Und genau da lag ich lächerlich, unglaublich falsch. Das wurde mir aber erst bewusst, als ich dann tatsächlich selbst einen solchen Zeichenkurs besuchte (als Künstlerin, nicht als Modell). Ich saß zwischen zwei talentierten Freund:innen auf einem muffigen Dachboden und führte peinlich berührten Smalltalk, um mich von der Angst abzulenken, ich könnte versehentlich über die Brüste des Modells kichern – oder von dem Druck, am Ende mein Bild neben den Meisterwerken meiner Freund:innen präsentieren zu müssen. Während in dem kleinen Raum also fröhlich geplaudert wurde, trat auf einmal eine Frau in unsere Mitte. Ich sah ihr dabei zu, wie sie zum Gürtel ihres seidenen Bademantels griff, und das Zimmer wurde plötzlich ganz ruhig. Und dann war sie nackt.

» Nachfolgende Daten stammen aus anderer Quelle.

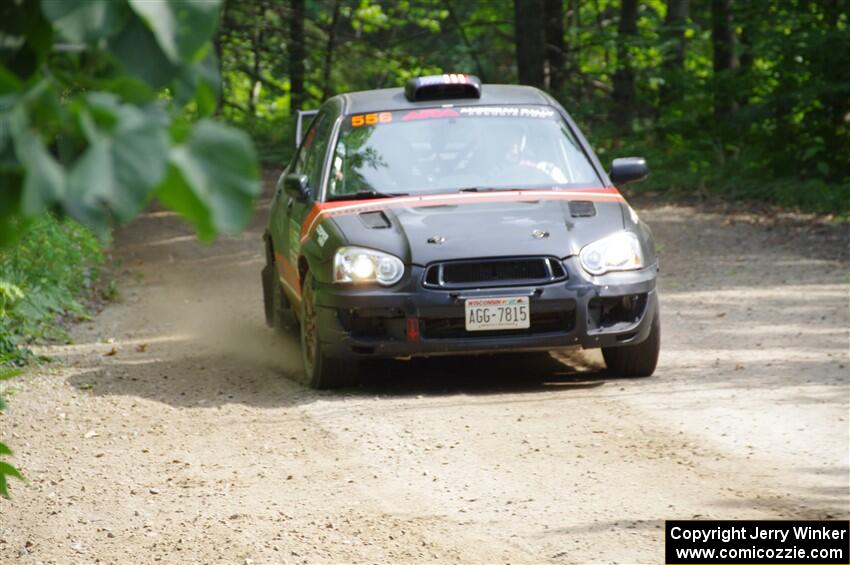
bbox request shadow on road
[66,334,611,409]
[353,352,609,397]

Ich wollte mich selbst wunderschön gezeichnet sehen, in der Hoffnung, meinen eigenen Körper danach nicht mehr mit so einer erdrückenden Traurigkeit zu betrachten.

Als ihr ihr Bademantel von den Schultern fiel, drehte sie sich weg, um ihn säuberlich gefaltet auf den Boden zu legen, und irgendwas in meinem Kopf machte „Klick“. Während der nächsten zwei Stunden verteilte ich mehr Zeichenkohle auf meinen Klamotten als auf meinem Papier, aber als ich den Dachboden verließ, fühlte ich mich glücklicher, als ich in letzter Zeit gewesen war. Während der Busfahrt nach Hause schrieb ich dann eine E-Mail an ein Zeichenstudio in der Nähe. Ich erklärte, dass ich zwar keine Erfahrung, aber doch das starke Bedürfnis hatte, in einem Zeichenkurs als Modell zu dienen.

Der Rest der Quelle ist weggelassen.